Wladimir Putin und seine Schergen beabsichtigen, die demokratischen Institutionen Europas zu unterwandern. Und sie sind auch in der Lage dazu. Sie unterstützen gezielt nationalistische Kräfte mit einer Vorliebe fürs Autoritäre, zumeist russlandfreundliche Rechte, die den Krieg in der Ukraine als innerrussische Angelegenheit betrachten und Putins Propaganda auch ohne Bestechungsgelder teilen. Die Online-Propagandaschleuder «Voice of Europe» ist jetzt aufgeflogen, aber wie viele solcher Operationen mag es geben? Wie viele Mitarbeiter in Abgeordnetenbüros und Behörden haben sich an Russland verkauft? Wie viele Parlamentarier arbeiten versteckt mit dem Kreml oder russischen Diensten zusammen?

Hybride Kriegsführung

Als Deutschlands Ex-Bundeskanzlerin Angela Merkel 2018 im Bundestag von einer «hybriden Kriegsführung» Russlands sprach, die auch Desinformation und Faktenverdrehung beinhalte, waren solche Worte schon überfällig. Fünf Jahre zuvor waren russische Hacker in das Computernetzwerk des Bundestags eingedrungen; die Einflussnahme Russlands auf den US-Wahlkampf 2016 war belegt.
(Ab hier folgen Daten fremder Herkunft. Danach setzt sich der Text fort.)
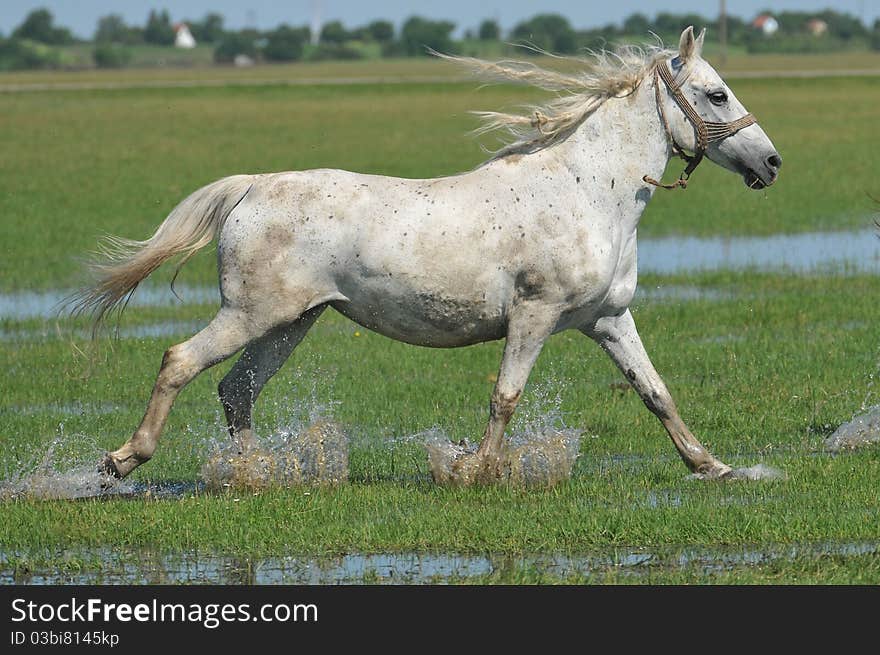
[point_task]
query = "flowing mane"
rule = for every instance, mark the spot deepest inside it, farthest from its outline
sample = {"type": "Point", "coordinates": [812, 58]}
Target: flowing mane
{"type": "Point", "coordinates": [605, 74]}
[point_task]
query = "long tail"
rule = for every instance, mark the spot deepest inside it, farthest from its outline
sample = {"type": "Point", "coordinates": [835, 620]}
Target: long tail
{"type": "Point", "coordinates": [122, 264]}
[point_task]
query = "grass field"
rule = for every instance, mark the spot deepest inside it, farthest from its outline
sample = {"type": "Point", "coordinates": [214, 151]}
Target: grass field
{"type": "Point", "coordinates": [762, 366]}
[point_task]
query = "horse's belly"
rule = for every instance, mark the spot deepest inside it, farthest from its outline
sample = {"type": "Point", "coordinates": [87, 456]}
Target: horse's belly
{"type": "Point", "coordinates": [426, 318]}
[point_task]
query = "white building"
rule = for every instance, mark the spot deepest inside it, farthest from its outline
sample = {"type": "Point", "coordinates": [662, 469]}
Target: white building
{"type": "Point", "coordinates": [183, 38]}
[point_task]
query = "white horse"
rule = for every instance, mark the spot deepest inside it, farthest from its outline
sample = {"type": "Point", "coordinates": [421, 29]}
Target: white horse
{"type": "Point", "coordinates": [540, 238]}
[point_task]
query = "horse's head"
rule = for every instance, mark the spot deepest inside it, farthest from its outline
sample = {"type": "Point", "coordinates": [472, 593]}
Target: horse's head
{"type": "Point", "coordinates": [702, 115]}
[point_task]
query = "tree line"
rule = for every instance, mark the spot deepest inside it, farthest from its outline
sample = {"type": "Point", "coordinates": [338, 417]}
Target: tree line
{"type": "Point", "coordinates": [39, 43]}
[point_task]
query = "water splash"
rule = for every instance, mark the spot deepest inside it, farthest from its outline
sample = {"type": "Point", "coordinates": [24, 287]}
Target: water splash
{"type": "Point", "coordinates": [860, 431]}
{"type": "Point", "coordinates": [316, 454]}
{"type": "Point", "coordinates": [67, 469]}
{"type": "Point", "coordinates": [540, 453]}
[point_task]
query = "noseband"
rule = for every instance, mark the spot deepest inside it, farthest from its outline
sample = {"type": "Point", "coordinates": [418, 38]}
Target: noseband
{"type": "Point", "coordinates": [706, 131]}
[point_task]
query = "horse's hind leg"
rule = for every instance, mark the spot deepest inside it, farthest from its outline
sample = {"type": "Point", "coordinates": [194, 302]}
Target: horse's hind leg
{"type": "Point", "coordinates": [260, 360]}
{"type": "Point", "coordinates": [221, 338]}
{"type": "Point", "coordinates": [527, 331]}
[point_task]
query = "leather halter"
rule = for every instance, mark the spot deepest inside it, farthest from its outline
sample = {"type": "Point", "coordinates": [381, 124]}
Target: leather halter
{"type": "Point", "coordinates": [706, 131]}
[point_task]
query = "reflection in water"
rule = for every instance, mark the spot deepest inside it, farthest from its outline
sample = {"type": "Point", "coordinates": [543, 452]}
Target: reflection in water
{"type": "Point", "coordinates": [840, 252]}
{"type": "Point", "coordinates": [151, 567]}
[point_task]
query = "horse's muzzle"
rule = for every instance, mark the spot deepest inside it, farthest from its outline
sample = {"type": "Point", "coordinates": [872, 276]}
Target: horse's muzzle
{"type": "Point", "coordinates": [765, 175]}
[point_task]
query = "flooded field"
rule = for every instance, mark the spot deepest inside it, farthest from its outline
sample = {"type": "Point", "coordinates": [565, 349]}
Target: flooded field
{"type": "Point", "coordinates": [145, 567]}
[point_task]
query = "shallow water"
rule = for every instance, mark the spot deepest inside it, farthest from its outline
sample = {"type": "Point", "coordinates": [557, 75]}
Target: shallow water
{"type": "Point", "coordinates": [861, 431]}
{"type": "Point", "coordinates": [113, 566]}
{"type": "Point", "coordinates": [47, 304]}
{"type": "Point", "coordinates": [840, 252]}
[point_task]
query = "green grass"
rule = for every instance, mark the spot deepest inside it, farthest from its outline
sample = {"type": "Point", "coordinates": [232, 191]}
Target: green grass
{"type": "Point", "coordinates": [762, 374]}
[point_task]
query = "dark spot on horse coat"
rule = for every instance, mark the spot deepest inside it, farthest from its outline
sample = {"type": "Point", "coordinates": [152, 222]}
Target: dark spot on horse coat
{"type": "Point", "coordinates": [528, 284]}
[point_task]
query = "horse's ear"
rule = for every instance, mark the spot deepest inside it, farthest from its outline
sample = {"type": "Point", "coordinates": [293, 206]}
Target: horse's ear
{"type": "Point", "coordinates": [689, 45]}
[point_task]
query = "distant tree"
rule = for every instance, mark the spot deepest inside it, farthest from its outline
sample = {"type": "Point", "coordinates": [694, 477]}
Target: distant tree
{"type": "Point", "coordinates": [207, 30]}
{"type": "Point", "coordinates": [326, 51]}
{"type": "Point", "coordinates": [158, 30]}
{"type": "Point", "coordinates": [111, 29]}
{"type": "Point", "coordinates": [381, 31]}
{"type": "Point", "coordinates": [334, 32]}
{"type": "Point", "coordinates": [550, 32]}
{"type": "Point", "coordinates": [37, 26]}
{"type": "Point", "coordinates": [636, 25]}
{"type": "Point", "coordinates": [285, 43]}
{"type": "Point", "coordinates": [417, 34]}
{"type": "Point", "coordinates": [489, 31]}
{"type": "Point", "coordinates": [111, 55]}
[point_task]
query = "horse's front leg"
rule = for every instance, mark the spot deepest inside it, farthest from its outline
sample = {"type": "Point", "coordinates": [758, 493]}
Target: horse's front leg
{"type": "Point", "coordinates": [619, 338]}
{"type": "Point", "coordinates": [528, 328]}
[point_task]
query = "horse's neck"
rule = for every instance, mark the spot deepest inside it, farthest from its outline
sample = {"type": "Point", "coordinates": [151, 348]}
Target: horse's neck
{"type": "Point", "coordinates": [621, 142]}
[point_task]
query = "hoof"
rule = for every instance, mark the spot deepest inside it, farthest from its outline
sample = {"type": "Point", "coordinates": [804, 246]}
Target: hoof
{"type": "Point", "coordinates": [108, 468]}
{"type": "Point", "coordinates": [714, 471]}
{"type": "Point", "coordinates": [472, 468]}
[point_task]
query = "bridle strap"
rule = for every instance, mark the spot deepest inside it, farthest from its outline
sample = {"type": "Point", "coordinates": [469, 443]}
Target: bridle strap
{"type": "Point", "coordinates": [705, 131]}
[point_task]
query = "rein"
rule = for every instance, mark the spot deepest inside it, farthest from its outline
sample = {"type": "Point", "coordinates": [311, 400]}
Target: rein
{"type": "Point", "coordinates": [706, 131]}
Trotzdem dürfen Kreml-Medien wie Russia Today oder Sputnik etwa in der Schweiz weiter ihre Propaganda verbreiten. Gezielt wird die Diskussion in den sozialen Netzwerken vergiftet, nach wie vor.

In der deutschen Bundeswehr flogen in den vergangenen Jahren Zuträger der russischen Geheimdienste auf. In Österreich ist gerade ein früherer Agent wegen einer mutmasslichen Tätigkeit für Russland verhaftet worden. Und ganz aktuell liegen erstmals konkrete Hinweise darauf vor, dass Russland westliche Agenten und Behördenmitarbeiter mit Mikrowellenwaffen angegriffen haben könnte. (Lesen Sie dazu: «In der Schweiz fühlten sich russische Agenten sicher» – Interview mit Investigativjournalist Christo Grozev.)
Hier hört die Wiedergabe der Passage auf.